Sunday, January 29, 2012

Actually doing something

Sometimes I surprise myself. A chance encounter with a high end carpenter/cabinet maker friend of mine led to an invitation to his place to mill up my maple for the butcher block countertop.

I am still looking around for a table saw but in the meantime I had a chance to work in a very very nice professional shop. While I was snooping a bit, my friend ducked out and came back with some offcuts of walnut telling me that I needed some accents. He insisted I take quite a bit of walnut to mix in with my maple. Then he absolutely refused any sort of payment other than paying for his next breakfast at the local greasy spoon.

My friend, Barry Moore, specializes in old home restoration. If you need that sort of work done or need some nice cabinets made you can check him out at

So, yesterday, I made a visit to Jenny and removed my patterns for the galley countertops. Before taking them out I made some notes for final fitting and locations of stuff I had to be careful to work around - i.e. edge of the 'bridge deck' so I didn't build a lift up top that wouldn't open because it hit the underside of the deck...

This morning I had the maple and walnut milled up.
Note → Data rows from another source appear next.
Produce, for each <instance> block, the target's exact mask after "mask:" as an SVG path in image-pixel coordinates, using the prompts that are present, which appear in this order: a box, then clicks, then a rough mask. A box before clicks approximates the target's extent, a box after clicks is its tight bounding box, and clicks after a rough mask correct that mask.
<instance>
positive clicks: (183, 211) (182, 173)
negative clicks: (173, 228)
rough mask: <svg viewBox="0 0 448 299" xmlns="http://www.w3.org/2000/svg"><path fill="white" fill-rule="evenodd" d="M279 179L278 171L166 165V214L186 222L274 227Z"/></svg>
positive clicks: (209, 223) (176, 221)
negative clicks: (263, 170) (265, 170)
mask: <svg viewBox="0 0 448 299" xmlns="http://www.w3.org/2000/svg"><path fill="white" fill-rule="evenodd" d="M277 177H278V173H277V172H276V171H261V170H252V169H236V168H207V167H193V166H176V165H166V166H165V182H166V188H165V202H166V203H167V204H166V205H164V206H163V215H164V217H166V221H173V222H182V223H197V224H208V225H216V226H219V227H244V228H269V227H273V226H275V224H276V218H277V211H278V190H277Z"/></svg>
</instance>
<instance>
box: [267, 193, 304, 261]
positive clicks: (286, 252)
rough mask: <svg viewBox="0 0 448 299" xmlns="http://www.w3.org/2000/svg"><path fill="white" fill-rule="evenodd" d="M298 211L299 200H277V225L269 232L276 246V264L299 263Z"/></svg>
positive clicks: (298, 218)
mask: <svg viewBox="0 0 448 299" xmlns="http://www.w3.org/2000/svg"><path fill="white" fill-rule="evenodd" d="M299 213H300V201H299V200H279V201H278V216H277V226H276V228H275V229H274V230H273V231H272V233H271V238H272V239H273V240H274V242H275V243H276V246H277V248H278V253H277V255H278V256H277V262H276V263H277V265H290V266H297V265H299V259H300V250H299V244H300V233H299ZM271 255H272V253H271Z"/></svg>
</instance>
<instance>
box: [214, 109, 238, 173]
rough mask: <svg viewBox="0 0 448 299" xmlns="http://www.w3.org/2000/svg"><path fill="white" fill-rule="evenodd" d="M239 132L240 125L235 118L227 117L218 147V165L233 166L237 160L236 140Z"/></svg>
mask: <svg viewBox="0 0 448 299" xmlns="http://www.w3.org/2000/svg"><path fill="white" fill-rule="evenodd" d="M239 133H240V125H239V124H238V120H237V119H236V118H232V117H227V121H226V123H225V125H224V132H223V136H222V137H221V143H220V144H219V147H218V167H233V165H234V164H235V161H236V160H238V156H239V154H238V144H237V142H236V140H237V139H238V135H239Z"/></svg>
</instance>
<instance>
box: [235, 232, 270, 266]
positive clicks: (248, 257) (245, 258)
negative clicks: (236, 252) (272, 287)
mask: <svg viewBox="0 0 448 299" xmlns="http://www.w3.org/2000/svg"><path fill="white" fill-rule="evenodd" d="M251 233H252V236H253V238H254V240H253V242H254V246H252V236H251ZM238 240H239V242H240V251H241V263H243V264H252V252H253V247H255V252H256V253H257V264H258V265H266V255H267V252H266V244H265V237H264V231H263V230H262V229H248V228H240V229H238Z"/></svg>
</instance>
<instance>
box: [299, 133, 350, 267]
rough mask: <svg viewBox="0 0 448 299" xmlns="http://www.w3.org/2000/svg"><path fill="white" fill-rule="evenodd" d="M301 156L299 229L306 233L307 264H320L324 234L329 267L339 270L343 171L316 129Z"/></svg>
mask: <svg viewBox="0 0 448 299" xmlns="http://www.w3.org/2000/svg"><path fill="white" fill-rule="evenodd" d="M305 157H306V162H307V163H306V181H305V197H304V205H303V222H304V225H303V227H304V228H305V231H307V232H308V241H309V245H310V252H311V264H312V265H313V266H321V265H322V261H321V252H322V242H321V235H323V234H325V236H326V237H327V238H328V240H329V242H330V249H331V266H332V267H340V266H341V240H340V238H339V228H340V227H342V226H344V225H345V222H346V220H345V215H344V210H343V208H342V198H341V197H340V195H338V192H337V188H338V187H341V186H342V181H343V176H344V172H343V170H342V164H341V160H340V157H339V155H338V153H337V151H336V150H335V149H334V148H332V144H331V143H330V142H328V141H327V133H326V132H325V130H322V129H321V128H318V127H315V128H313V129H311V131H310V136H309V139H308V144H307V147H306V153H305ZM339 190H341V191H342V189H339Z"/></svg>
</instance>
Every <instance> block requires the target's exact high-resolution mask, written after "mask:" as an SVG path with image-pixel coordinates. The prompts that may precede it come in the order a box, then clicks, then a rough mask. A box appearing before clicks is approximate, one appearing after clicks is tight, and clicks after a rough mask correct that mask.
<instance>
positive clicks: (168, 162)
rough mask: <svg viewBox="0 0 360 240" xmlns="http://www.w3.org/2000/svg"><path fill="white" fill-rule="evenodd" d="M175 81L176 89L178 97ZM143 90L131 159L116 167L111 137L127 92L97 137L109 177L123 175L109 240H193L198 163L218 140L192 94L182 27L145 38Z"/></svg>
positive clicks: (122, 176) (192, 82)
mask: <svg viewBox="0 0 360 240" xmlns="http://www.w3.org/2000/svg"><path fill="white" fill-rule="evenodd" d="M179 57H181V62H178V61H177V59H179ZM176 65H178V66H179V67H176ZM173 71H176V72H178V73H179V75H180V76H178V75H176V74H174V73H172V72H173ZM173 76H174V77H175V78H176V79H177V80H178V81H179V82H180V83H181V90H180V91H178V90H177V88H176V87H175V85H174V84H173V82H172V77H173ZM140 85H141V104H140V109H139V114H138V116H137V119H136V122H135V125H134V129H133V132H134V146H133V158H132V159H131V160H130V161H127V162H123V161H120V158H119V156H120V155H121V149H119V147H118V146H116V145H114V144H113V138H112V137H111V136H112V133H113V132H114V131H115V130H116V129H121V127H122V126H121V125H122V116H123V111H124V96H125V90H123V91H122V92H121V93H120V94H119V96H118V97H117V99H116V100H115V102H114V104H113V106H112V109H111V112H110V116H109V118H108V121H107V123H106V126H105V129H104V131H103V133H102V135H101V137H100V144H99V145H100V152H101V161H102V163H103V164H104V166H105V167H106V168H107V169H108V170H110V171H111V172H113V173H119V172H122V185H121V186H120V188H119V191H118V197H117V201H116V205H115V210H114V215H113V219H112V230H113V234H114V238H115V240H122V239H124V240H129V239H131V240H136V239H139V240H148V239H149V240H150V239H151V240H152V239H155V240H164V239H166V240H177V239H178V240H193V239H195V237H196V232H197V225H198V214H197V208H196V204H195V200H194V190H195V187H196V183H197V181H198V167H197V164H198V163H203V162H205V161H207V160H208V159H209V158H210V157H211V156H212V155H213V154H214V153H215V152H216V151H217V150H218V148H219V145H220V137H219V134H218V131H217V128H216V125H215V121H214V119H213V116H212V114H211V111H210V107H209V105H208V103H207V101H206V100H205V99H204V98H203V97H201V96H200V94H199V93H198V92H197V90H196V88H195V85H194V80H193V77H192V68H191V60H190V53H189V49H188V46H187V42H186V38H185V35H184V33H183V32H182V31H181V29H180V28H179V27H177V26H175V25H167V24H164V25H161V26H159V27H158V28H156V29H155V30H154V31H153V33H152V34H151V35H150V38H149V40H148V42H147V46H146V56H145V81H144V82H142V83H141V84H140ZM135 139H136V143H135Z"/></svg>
I thought that would be a suitable amount of work accomplished today but my friend, Barry, gave me a stern look and told me that I WILL be gluing this up today or else I would be very sorry later.

As it turns out, the addition of the walnut was crucial as I think I would have run short of the maple. I started with the port side countertop which will be the simpler side to construct with just one lift up lid to the locker below and a stove mounted in front. I wanted to lay out enough for a flip over lid to cover the stove but I wasn't sure I had enough material so I just laid out enough to make the main piece.

and then I glued it up.

I was going to use a high quality water proof glue but Barry suggested I just use WEST system and since I have 3-4 gallons of resin left it made sense to me too.

So then I started laying out the pieces for the starboard side which will incorporate the sink, dish/cup storage and cooking supplies storage. I didn't have enough materials to simply make one big piece and cut out the bits later and I was thinking of framing the sink cutout with my new walnut anyway so I had to stop since I don't have a sink yet to take accurate measurements.

I have been looking and looking for a sink and I only found one that I was happy with through a commercial distributor. The reason I am having a hard time finding a sink is because I need a shallow one since the waterline is only 5-6 inches below the level of the countertop (I still need to accurately measure this and I might have to raise the sink up a bit) and it has to be on the small size to fit on the small counter space. Most of what I was finding was in the $400+ range which seemed rediculous. Lewis Marine has a 14x10 with 5 inch depth for $129 which seems pretty reasonable.

I could either buy more maple or only make the countertop for the exposed portions around the sink. I really don't need butcher block under the dishes and cooking supplies and actually recessing them a bit might make for better storage volume so I think I am going to hold off on glueing the starboard side until I can match the sink with the framing. The pieces are so short that I am not too worried about the stern looks from my friend.

Or maybe I will partially glue up the countertop and finish around the sink later. I am a little short of swork pace with the port side galley top setting up anyway so for the moment I have to stop.

Sunday, January 15, 2012

Typical January Progress

which is to say... 'Not much'. The winter holidays are over except for the credit card bills and I made some efforts (mostly mental) towards accomplishing something.

I purchased the wood last week that will become the galley countertop; maple. I had hopes of cutting it with the bandsaw but three inches into the first cut made it clear that plan was faulty. Even with my (relatively) thick ripping blade the cut was too wavy and the idea of sanding out the hard maple made me stop and re-consider.

The backup plan was to coerce a friend into cutting up the wood for me. Unfortunately, my friends seem to have caught on to my methods and they were unusually scarce last weekend.

I was going to try extra hard and find one this weekend but the single digit winter temperatures dissuaded me. Instead I spent the weekend researching table saws. Money is tight, especially after the holidays, but ramping up the interior work without a table saw has also had its challenges. Doing all my ripping with a skilsaw to any decent standard is annoyingly time consuming and painful to say the least. I am zeroing in on a contractor saw from Rigid mn 4512 (Home Depot) or the same saw with the Craftsman colors painted on it for about $500. Its not a super saw but its not complete junk either and I don't think I will throw tantrums every time I try and use it. 'Good Enough' is about all I can hope for right now. The $3000 cabinet saw will have to wait another year or so. I would have pulled the trigger on the purchase already except I am hoping to find a deal and the low temperatures and my unheated garage means I wasn't going to assemble it this weekend anyway.

Maybe next week.

I hope I don't continue to say that too often this year...

Jenny herself is looking snug and safe and other than a few small chafes on the tarp there is nothing to be worried about there.